Question

If the area of the region \[ \{(x, y) : 1 - 2x \le y \le 4 - x^2,\ x \ge 0,\ y \ge 0\} \] is \[ \frac{\alpha}{\beta}, \] \(\alpha, \beta \in \mathbb{N}\), \(\gcd(\alpha, \beta) = 1\), then the value of \[ (\alpha + \beta) \] is : 

• A. 67
• B. 85
• C. 91
• D. 73

Hint:

Always sketch the region to identify which boundary is higher and where the integration limits should split.

Answer 1

The Correct Option is D

Step 1: Understanding the Concept:
The region is bounded by a parabola $y = 4 - x^2$, a line $y = 1 - 2x$, and axes in the first quadrant. We integrate to find the area between these curves.
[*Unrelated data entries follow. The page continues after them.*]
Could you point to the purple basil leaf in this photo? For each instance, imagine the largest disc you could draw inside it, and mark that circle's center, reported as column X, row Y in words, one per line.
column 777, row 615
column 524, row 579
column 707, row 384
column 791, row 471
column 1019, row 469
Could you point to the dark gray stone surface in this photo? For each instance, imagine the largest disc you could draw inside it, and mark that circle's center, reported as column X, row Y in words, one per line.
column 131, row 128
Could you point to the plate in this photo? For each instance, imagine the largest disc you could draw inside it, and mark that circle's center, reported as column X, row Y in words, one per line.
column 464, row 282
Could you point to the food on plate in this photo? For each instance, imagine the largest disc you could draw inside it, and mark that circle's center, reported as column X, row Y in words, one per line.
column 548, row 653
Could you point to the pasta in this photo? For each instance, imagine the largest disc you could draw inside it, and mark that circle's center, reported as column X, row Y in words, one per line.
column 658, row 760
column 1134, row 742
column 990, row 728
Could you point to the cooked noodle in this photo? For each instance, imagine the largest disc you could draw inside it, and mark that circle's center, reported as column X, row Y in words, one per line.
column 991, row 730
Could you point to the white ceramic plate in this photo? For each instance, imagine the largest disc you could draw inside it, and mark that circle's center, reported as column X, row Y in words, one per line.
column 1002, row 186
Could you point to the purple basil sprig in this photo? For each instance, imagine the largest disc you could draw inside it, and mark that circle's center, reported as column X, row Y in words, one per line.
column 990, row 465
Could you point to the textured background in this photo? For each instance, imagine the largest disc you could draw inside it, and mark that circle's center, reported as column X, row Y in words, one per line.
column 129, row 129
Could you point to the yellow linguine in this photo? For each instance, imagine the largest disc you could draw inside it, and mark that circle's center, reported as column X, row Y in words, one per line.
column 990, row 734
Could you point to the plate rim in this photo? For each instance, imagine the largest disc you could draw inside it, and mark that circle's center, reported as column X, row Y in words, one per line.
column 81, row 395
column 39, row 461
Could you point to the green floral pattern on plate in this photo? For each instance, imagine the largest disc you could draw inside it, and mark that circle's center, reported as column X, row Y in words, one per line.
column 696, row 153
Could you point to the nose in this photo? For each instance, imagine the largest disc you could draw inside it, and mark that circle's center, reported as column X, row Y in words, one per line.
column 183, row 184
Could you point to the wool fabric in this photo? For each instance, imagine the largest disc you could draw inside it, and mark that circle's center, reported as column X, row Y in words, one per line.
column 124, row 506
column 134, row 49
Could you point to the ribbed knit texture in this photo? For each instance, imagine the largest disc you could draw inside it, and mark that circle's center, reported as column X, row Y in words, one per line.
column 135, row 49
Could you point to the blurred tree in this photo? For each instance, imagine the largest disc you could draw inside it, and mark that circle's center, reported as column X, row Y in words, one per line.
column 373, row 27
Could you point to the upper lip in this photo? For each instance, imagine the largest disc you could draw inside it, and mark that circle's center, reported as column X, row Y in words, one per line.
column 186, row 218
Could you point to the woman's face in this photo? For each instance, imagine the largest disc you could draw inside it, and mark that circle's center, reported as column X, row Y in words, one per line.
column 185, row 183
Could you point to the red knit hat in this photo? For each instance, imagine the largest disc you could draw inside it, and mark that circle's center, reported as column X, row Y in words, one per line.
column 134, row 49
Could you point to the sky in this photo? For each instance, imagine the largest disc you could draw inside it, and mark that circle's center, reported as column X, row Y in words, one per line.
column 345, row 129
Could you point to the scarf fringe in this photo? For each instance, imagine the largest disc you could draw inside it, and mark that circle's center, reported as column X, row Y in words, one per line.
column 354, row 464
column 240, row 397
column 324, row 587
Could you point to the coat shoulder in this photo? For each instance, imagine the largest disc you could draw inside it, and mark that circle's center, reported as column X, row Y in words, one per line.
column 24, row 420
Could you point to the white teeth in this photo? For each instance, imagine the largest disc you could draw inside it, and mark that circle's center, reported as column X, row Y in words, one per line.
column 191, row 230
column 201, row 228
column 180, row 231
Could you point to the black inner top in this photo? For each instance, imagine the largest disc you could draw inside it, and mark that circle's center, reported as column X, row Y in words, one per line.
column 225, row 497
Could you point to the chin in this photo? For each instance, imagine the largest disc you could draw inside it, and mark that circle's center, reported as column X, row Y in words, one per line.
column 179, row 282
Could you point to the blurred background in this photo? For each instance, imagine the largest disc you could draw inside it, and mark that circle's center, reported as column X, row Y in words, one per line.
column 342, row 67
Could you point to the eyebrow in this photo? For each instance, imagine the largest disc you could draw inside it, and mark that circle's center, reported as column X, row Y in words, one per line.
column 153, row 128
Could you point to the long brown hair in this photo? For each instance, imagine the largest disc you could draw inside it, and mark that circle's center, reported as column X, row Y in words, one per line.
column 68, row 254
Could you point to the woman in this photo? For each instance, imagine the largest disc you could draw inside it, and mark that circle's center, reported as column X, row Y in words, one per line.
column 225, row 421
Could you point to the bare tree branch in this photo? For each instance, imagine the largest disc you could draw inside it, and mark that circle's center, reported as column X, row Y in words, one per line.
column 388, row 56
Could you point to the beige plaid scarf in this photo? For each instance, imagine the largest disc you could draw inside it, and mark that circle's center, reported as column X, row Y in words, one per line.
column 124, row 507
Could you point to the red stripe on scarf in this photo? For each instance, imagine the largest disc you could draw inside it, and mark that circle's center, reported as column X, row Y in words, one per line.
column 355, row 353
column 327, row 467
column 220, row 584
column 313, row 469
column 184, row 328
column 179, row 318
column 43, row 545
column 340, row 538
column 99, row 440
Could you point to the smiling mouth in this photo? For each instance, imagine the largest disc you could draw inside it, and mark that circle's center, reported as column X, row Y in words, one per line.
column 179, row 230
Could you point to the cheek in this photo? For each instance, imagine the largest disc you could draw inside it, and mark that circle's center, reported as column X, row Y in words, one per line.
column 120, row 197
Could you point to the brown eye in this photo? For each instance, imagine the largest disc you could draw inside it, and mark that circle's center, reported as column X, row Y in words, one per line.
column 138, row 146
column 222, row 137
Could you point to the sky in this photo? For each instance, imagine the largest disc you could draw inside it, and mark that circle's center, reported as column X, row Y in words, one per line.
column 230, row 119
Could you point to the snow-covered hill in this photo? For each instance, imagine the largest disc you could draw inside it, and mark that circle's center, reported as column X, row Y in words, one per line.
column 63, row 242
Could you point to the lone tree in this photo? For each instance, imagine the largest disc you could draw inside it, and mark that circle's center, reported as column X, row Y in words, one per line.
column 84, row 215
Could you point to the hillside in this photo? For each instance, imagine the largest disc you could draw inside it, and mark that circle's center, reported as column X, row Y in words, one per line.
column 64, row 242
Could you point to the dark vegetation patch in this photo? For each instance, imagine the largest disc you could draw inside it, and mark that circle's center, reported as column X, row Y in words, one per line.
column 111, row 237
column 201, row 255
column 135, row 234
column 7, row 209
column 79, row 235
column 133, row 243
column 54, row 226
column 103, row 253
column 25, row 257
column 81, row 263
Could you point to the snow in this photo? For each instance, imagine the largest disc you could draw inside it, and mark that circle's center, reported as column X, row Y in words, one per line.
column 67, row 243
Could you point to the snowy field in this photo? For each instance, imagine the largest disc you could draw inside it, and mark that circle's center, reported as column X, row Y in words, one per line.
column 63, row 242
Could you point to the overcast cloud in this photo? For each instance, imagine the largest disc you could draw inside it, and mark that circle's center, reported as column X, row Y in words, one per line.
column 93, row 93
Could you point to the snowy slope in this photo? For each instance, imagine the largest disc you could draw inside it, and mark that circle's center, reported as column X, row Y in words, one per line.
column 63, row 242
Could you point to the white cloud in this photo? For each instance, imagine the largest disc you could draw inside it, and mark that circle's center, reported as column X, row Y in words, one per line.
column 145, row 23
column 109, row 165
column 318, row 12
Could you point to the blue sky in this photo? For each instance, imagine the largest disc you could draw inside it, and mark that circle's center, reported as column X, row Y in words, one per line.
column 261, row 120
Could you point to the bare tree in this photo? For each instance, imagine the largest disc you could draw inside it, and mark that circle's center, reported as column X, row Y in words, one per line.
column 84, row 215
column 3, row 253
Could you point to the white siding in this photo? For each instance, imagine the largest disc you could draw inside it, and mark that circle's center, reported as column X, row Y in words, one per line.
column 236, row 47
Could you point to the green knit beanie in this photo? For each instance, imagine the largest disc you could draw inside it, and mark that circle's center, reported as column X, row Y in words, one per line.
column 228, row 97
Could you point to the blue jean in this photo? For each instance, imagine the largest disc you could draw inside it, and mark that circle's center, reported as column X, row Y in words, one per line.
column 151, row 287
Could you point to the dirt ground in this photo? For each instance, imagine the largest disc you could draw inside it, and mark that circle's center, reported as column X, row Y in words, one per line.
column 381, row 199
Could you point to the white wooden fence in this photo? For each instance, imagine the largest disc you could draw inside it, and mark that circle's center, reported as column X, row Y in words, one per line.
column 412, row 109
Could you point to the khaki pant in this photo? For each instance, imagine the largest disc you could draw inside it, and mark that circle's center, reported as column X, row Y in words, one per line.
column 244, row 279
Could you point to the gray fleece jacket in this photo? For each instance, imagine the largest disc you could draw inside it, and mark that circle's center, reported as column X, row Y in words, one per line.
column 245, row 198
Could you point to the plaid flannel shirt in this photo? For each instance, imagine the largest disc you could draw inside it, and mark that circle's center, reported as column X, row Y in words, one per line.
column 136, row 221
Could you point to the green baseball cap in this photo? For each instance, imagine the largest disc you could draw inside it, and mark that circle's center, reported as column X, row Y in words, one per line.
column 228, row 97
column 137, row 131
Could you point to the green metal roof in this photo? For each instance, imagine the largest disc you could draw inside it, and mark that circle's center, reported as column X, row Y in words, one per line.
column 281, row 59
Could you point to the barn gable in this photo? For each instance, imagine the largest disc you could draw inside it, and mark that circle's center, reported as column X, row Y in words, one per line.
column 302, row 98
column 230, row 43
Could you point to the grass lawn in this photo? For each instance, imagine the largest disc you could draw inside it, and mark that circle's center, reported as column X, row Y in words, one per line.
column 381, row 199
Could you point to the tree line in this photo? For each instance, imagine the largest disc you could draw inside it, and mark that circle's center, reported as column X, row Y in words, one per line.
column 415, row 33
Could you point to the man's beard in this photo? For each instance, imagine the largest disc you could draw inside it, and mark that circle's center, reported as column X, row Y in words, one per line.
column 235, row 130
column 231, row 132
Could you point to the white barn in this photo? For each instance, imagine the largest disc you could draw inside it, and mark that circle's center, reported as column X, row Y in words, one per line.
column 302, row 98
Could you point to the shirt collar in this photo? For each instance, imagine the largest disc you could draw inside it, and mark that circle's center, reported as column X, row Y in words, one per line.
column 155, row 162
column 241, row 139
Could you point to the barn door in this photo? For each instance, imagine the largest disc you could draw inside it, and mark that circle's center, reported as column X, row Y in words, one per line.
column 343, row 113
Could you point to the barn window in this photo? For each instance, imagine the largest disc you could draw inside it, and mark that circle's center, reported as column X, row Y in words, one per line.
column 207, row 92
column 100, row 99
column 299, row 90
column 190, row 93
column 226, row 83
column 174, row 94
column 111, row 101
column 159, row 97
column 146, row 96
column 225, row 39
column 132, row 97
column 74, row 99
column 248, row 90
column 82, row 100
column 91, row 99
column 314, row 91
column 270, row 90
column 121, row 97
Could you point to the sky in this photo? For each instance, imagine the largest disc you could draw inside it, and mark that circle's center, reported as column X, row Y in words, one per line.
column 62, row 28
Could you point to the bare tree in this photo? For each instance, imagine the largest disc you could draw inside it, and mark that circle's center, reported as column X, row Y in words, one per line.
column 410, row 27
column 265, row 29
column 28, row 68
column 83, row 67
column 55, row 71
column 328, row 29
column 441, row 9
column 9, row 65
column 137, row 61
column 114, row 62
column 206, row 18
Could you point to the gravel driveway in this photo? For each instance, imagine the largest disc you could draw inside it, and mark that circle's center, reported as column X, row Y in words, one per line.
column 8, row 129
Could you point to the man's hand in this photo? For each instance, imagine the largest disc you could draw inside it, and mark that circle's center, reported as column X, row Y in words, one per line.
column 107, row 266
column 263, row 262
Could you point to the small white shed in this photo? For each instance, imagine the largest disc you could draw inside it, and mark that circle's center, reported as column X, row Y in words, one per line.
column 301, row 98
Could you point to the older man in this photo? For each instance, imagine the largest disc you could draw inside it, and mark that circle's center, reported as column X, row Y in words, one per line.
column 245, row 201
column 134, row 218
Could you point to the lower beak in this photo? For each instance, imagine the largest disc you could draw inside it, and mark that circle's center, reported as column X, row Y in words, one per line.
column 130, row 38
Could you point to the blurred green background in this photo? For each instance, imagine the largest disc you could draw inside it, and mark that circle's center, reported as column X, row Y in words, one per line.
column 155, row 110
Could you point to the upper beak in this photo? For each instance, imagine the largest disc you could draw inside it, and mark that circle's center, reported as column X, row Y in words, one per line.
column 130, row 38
Step 2: Detailed Explanation:
Intersection of $y = 4 - x^2$ with $x$-axis is at $x = 2$.
Intersection of $y = 1 - 2x$ with $x$-axis is at $x = 1/2$.
For $0 \le x \le 1/2$, the lower boundary is the line $y = 1 - 2x$.
For $1/2 \le x \le 2$, the lower boundary is the $x$-axis ($y = 0$).
Total Area $A = \int_0^2 (4 - x^2) dx - \int_0^{1/2} (1 - 2x) dx$.
\[ \int_0^2 (4 - x^2) dx = [4x - \frac{x^3}{3}]_0^2 = 8 - \frac{8}{3} = \frac{16}{3} \]
\[ \int_0^{1/2} (1 - 2x) dx = [x - x^2]_0^{1/2} = \frac{1}{2} - \frac{1}{4} = \frac{1}{4} \]
Area $A = \frac{16}{3} - \frac{1}{4} = \frac{64 - 3}{12} = \frac{61}{12}$.
Here $\alpha = 61$ and $\beta = 12$. Since $\gcd(61, 12) = 1$:
$\alpha + \beta = 61 + 12 = 73$.

Step 3: Final Answer:
The value is 73.